"The predominant feeling is a great sense of relief that the 18-hour days and the 24/7 weeks month after month have come to an end," Hart told ABCNEWS.com. "It's a much harder physical and psychological investment than most people realize -- it's very, very hard work."
And while other politicians in his shoes may have mourned the absence of attention from supporters and a secret service detail, Hart welcomed his newfound freedom.
"For six or eight months, I'd never drive a car because of the secret service protection, and getting behind the wheel was kind of a shock," said Hart of his post-election life. "You don't have people standing outside your door every night or opening the car door for you or going through crowds with you.
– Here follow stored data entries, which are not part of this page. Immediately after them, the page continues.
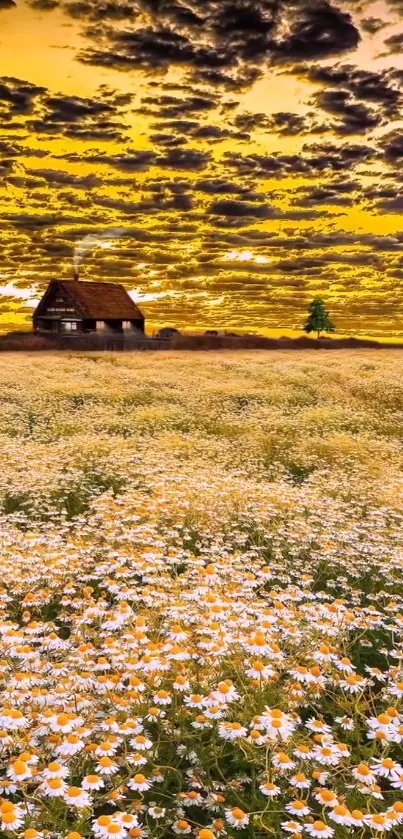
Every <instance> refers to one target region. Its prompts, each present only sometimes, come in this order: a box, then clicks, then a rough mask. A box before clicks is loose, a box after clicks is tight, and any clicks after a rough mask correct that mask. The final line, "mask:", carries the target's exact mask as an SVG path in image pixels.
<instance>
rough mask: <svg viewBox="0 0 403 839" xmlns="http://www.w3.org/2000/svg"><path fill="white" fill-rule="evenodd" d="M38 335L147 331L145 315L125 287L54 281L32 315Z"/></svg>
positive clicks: (52, 281) (106, 283)
mask: <svg viewBox="0 0 403 839" xmlns="http://www.w3.org/2000/svg"><path fill="white" fill-rule="evenodd" d="M33 324H34V330H35V332H62V333H69V334H72V333H82V332H101V333H102V332H103V333H115V334H116V333H123V332H126V331H133V330H140V332H144V316H143V315H142V313H141V312H140V309H139V308H138V307H137V306H136V304H135V303H133V300H132V299H131V297H129V295H128V293H127V291H126V290H125V289H124V287H123V286H122V285H116V284H115V283H91V282H81V280H77V279H76V280H52V282H51V283H49V285H48V287H47V289H46V291H45V294H44V295H43V297H42V300H41V301H40V303H39V305H38V306H37V308H36V309H35V312H34V315H33Z"/></svg>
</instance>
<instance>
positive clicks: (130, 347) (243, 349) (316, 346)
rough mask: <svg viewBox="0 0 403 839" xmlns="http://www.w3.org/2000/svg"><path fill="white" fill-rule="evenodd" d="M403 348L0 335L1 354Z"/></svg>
mask: <svg viewBox="0 0 403 839" xmlns="http://www.w3.org/2000/svg"><path fill="white" fill-rule="evenodd" d="M360 347H361V348H370V347H373V348H375V349H377V348H378V349H379V348H380V347H384V348H385V349H393V348H400V349H403V343H395V344H388V343H383V342H381V341H373V340H369V339H365V340H364V339H361V338H319V339H317V338H308V337H306V336H302V337H300V338H286V337H284V338H266V337H264V336H263V335H225V334H223V335H206V334H199V335H191V334H188V335H186V334H177V335H174V336H173V337H171V338H148V337H147V336H145V335H144V336H142V337H138V336H137V335H136V336H128V335H109V336H102V335H96V334H91V335H71V336H67V335H44V334H43V333H42V334H40V335H36V334H34V333H32V332H9V333H7V334H6V335H0V352H1V351H3V352H20V351H21V352H35V351H41V352H42V351H46V350H69V351H71V350H87V351H91V350H93V351H99V350H104V351H130V350H131V351H135V350H138V351H142V350H164V349H169V350H226V349H231V350H249V349H250V350H252V349H256V350H259V349H262V350H301V349H315V350H320V349H327V350H332V349H335V350H336V349H352V348H360Z"/></svg>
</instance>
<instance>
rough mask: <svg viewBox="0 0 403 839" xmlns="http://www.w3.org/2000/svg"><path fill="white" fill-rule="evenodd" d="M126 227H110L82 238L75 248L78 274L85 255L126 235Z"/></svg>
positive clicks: (77, 270)
mask: <svg viewBox="0 0 403 839" xmlns="http://www.w3.org/2000/svg"><path fill="white" fill-rule="evenodd" d="M125 233H126V229H125V228H124V227H110V228H108V229H106V230H103V231H102V232H101V233H90V234H89V236H85V237H84V239H80V241H79V242H77V244H76V245H75V248H74V270H75V273H76V275H78V269H79V266H80V265H81V263H82V261H83V259H84V257H85V256H86V255H87V253H89V252H90V251H92V250H93V248H105V247H109V245H107V242H111V243H112V242H113V240H114V239H119V238H120V237H121V236H124V235H125Z"/></svg>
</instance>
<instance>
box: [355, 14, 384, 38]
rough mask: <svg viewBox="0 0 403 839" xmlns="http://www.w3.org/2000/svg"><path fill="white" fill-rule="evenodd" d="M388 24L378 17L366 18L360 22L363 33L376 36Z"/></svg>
mask: <svg viewBox="0 0 403 839" xmlns="http://www.w3.org/2000/svg"><path fill="white" fill-rule="evenodd" d="M387 25H388V23H387V21H385V20H382V19H381V18H379V17H366V18H364V20H362V21H361V28H362V29H363V31H364V32H369V34H370V35H376V33H377V32H380V31H381V29H384V28H385V26H387Z"/></svg>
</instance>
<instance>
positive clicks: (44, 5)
mask: <svg viewBox="0 0 403 839" xmlns="http://www.w3.org/2000/svg"><path fill="white" fill-rule="evenodd" d="M59 5H60V3H59V2H58V0H28V6H31V8H32V9H39V10H40V11H42V12H51V11H53V9H57V7H58V6H59Z"/></svg>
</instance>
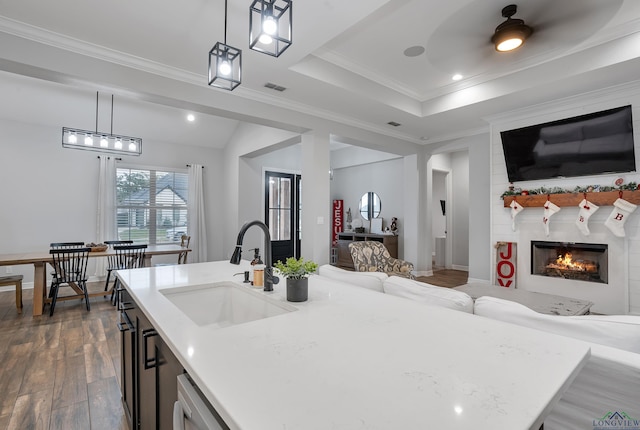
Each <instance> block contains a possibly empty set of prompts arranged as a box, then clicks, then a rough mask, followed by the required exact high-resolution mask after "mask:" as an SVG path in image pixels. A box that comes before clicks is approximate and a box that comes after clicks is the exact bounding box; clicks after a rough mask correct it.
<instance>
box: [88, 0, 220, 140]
mask: <svg viewBox="0 0 640 430" xmlns="http://www.w3.org/2000/svg"><path fill="white" fill-rule="evenodd" d="M225 1H226V0H225ZM225 43H226V41H225ZM99 96H100V92H99V91H96V134H98V104H99V103H98V101H99ZM110 134H112V135H113V94H111V131H110Z"/></svg>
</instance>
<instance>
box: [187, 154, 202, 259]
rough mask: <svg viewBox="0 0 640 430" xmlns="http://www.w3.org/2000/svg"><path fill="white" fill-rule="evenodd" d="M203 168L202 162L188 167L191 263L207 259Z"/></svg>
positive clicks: (188, 222)
mask: <svg viewBox="0 0 640 430" xmlns="http://www.w3.org/2000/svg"><path fill="white" fill-rule="evenodd" d="M203 170H204V169H203V168H202V166H201V165H200V164H191V165H189V167H188V171H189V192H188V196H189V197H188V202H187V207H188V209H189V221H188V231H189V235H190V236H191V244H190V248H191V252H190V253H189V256H188V261H189V262H190V263H200V262H204V261H207V227H206V218H205V213H204V187H203V178H202V177H203V175H202V171H203Z"/></svg>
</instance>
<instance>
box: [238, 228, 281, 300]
mask: <svg viewBox="0 0 640 430" xmlns="http://www.w3.org/2000/svg"><path fill="white" fill-rule="evenodd" d="M254 225H257V226H258V227H260V228H261V229H262V231H263V233H264V264H265V266H266V267H265V269H264V291H273V285H274V284H277V283H278V282H280V279H279V278H278V277H277V276H274V274H273V261H272V259H271V234H269V227H267V225H266V224H265V223H263V222H262V221H258V220H255V221H249V222H247V223H245V225H243V226H242V228H241V229H240V232H239V233H238V240H236V249H235V250H234V251H233V255H232V256H231V260H229V263H231V264H240V257H241V255H242V240H243V239H244V234H245V233H246V232H247V230H249V228H250V227H251V226H254Z"/></svg>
"It's not a decompression in a bad sense but just a change in lifestyle -- and a very welcome one," he said. "I was [relieved] to get out of the limelight."
Hart added that, in retrospect, he always considered his campaign to be somewhat of a miracle. An unlikely candidate from the start, Hart's campaigns went further than expected, and so his loss was less of a surprise than Clinton's may have been to her.
Hart said he suspects that after being the Democratic front-runner for quite some time, Clinton may feel a greater sense of defeat following her loss than he did.
"I think it would be harder to start out way ahead and to not to succeed than to start way behind and almost succeed," said Hart, comparing his own campaign with Clinton's. "To start out with all advantage is very much harder than being a dark horse."
But Dukakis, who is now a public policy professor at Northeastern University in Boston, said that politicians know what they're getting themselves into -- whether the outcome is disappointing or satisfying.
"I'm sure [Clinton] is feeling great disappointment, but on the other hand we're all big boys and girls," Dukakis told ABCNEWS.com. "We know when we run that you can either win or you can lose."